CS498
Lab 4

This IS NOT a required lab for the Winter 2014-2015 offering of CS498 Computer Vision. However, you may find it handy for your final project, depending on what you decide to do.

Deliverables

  • Zip code of your source code for this lab. This should contain a zipped folder which contains the m-files directly inside it. Please do not submit deeply-nested source files.
  • findDescriptor.m
  • extractSamples.m
  • extractDescriptor.m
  • extractDescriptors.m
  • sift.m - your top-level script
  • Answers to these questions
    • How does the SIFT feature-point descriptor achieve illumination invariance?
    • How does the SIFT feature-point descriptor handle nonlinear illumination changes?
    • How does the SIFT feature-point descriptor achieve rotation invariance?
    • How does the SIFT feature-point descriptor achieve scale invariance?

Overview

In this lab, you will perform a few steps to extract SIFT feature-point descriptors at the interest-points you found in last week's lab.

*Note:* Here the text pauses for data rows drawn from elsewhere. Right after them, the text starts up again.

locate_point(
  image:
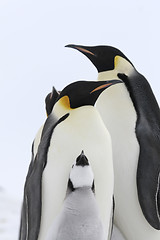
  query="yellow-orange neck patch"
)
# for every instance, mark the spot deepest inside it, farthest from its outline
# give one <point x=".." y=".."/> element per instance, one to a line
<point x="64" y="101"/>
<point x="116" y="61"/>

  • Compute derivatives of image (again)
  • Compute principle orientation of an image point (using provided code)
  • Resample the derivative patches at the desired orientation around the sample point
  • Compute the histogram of gradients from the resampled patches
  • Visually inspect... as a sanity check...

Compute the derivatives of the images

We are going to require the derivative images for a number of tasks in this lab. However, this time, the derivatives are of the blurred images, not the dOG images. As a first step, derivatives for every level in the stack, using this method template. But be warned -- this is the first lab where having these derivatives correct can influence your results. In particualr, dx increases with increasing j, but dy actually decreases with increasing i, since i increases down, but for the dy derivative, y needs to increase up. In this method, the results object is modified and then returned. It is necessary to assign the method's output back to results in order for the caller to get the modified version. (Matlab uses a hybrid pass-by reference/value scheme which internally passes objects by reference, but copies them if they are edited so that (other than saving memory and avoiding some unneeded copying) it appears objects are passed by value.)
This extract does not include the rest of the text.